Natasha Che is indignant about the situation. Originally, she posted the chart to point out that "after the bull market ends, the sharp drop in crypto trading volume serves as a reminder that current crypto 'adoption' is still driven by speculation. "I don't know why everyone is so cautious about this?"

In the eyes of KOLs, Natasha denies some of the most important innovations in the crypto space in recent years. CryptoQuant CEO Ki Young Ju points out that she dismisses DeFi/NFT/GameFi and other Web3 innovations, which mean nothing to her. However, as the ecosystem develops, most transactions will naturally shift from Token transfers to smart contract calls.

Furthermore, Ki Young Ju finds it absurd to measure crypto adoption with P2P payments. Ignoring smart contract transactions makes no sense unless all cryptocurrencies are only suitable for P2P payments. Crypto adoption cannot be explained solely by EOA transfer transactions.

Natasha Che's Past Perspectives

As the discussion heats up, crypto KOLs gradually shift their focus from Natasha Che's viewpoints to her as a person. Some feel that Natasha Che has always been unreliable, pointing to an article she released in December 2021 titled "Why I'm Bearish on Ethereum."

Some believe that the core premise of Natasha's article is that Layer 2 solutions like Arbitrum and Optimism will take away the vitality of Ethereum's Layer 1. However, solutions like Arbitrum and Optimism have been launched for about a year. The data shows that despite the growth of Layer 2, Ethereum still operates at a speed of 1 to 1.2 million transactions per day (far exceeding Layer 2).

Additionally, Ethereum's daily fees are still far higher than the low point in 2021, and the growth of Layer 2 may actually increase the attractiveness of Ethereum's block space.

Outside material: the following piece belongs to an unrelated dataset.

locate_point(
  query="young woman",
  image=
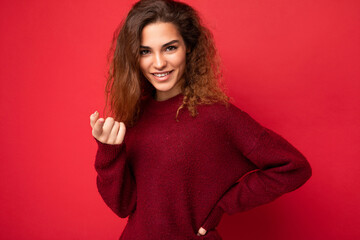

It seems that Layer 2 attracts incremental transactions rather than taking transactions away from Layer 1.

Natasha also believes that whether institutions or individuals are involved in cryptocurrencies for returns rather than security, and that large-cap stocks are not necessarily "safer." The chart in her article indicates that LUNA has a higher return/risk ratio. Well... LUNA rug pulled in May this year.

Finally, Natasha's most criticized statement is "with the arrival of Ethereum L2, you don't even need to own ETH within Ethereum's own ecosystem." However, the base currency of Arbitrum and Optimism is ETH, and ETH is still required for transfers and Gas fees.